Our brains are muscles that need to be worked out just like any other muscle.

They're just specialized to a specific workout that requires being challenged with thought. And like any muscle, the atrophy is invisible until the day you actually need to lift something.

Staring at my half-baked idea, I realized I was falling into that easy, effortless temptation to hand off the thinking to the robot.

We're all susceptible to this. Our minds are evolved, hard-wired to seek the easiest path to the desired outcome. It used to be for finding food or shelter — why waste energy taking down a large, difficult-to-catch creature at the risk of your own life if there's an easier alternative?
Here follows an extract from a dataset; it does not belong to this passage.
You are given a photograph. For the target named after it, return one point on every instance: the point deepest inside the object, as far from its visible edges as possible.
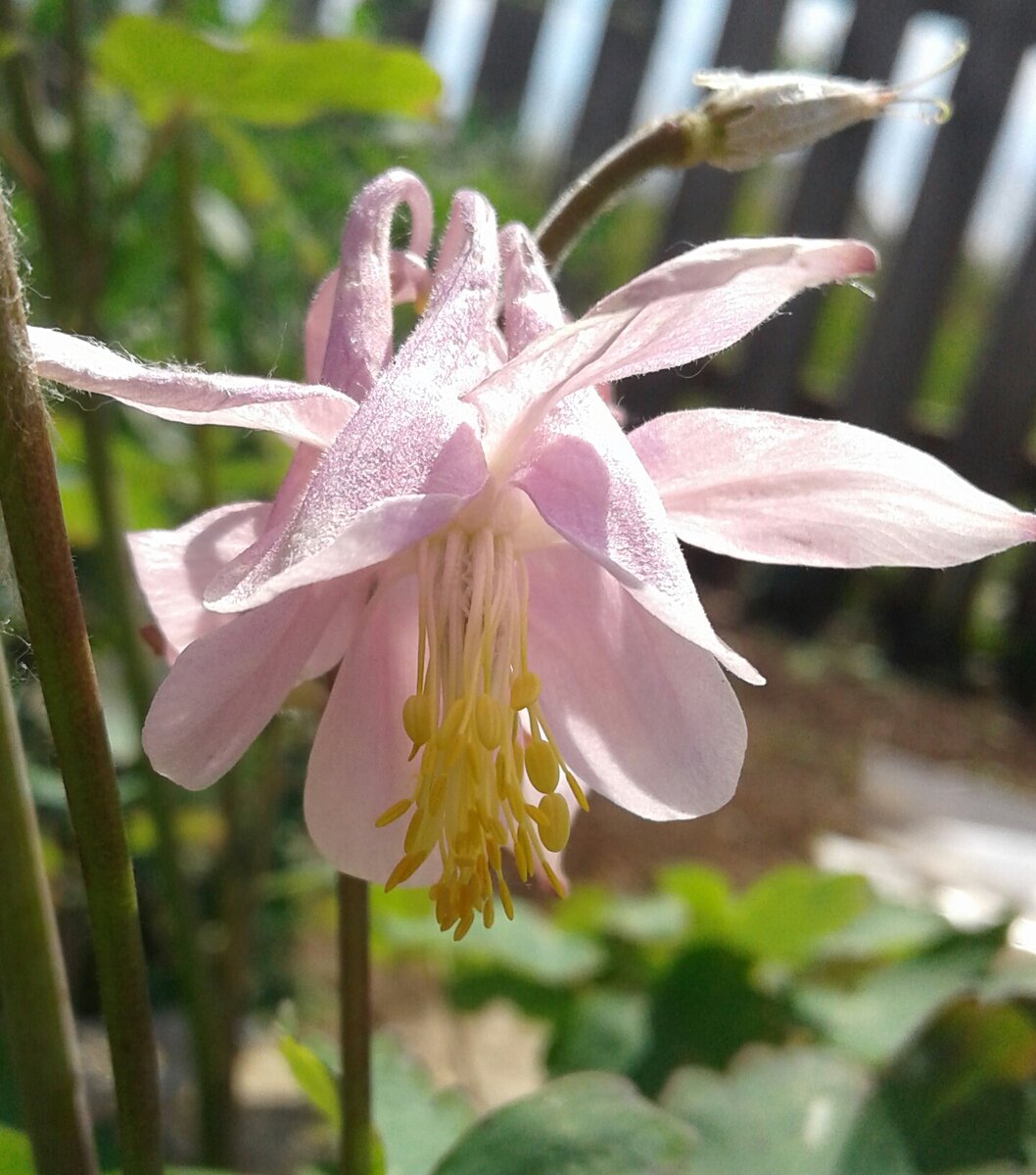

That instinct kept us alive.

But now the "easier alternative" is a chat box that's specifically engineered to feel rewarding to use. The same instinct that once told us don't waste calories chasing the elk now tells us don't waste calories thinking through the problem. The thing about saving energy in the wild was that you still had to do plenty of hard things — the elk wasn't the only effort in your week.

Now, though, the hard thinking can be the one thing you're avoiding, and the day around it can be otherwise frictionless. You can route around your own brain pretty thoroughly if you want to.

So I closed the chat tab and sat with the idea instead.

It was uncomfortable. The idea was bad for a while. Then it was a little less bad. Then it became something I could actually describe in a sentence, which it turns out it hadn't been before. None of this would have happened if I'd outsourced the early-stage mush to something that's very good at making mush sound coherent before you've earned the coherence.

I'm not anti-AI. I use it. I'll keep using it. The point isn't to swear it off — the point is to notice when I'm reaching for it as a way to skip the part of the work that is the work. Pondering, sitting with the what-ifs, letting the half-thought rattle around long enough to become a whole one. That part doesn't compress well. You can't speedrun it without losing what makes it worth doing.

We need to think slowly.

We need to ponder ideas, navigate the what-ifs, sit with the challenging pieces that don't come together right away. Great things have never happened overnight, and AI isn't about to change that. If anything, it's raising the value of the people who can still tolerate the discomfort of not knowing yet — who can stay in the half-baked phase long enough to bake the thing properly.

That's most of what SteadyMaking is. A bet that there's still room for things made at the speed they actually want to be made at, long enough for the thinking to finish.

I'll take the 8-minute walk again tomorrow. I'm going to try to stop wishing it were shorter.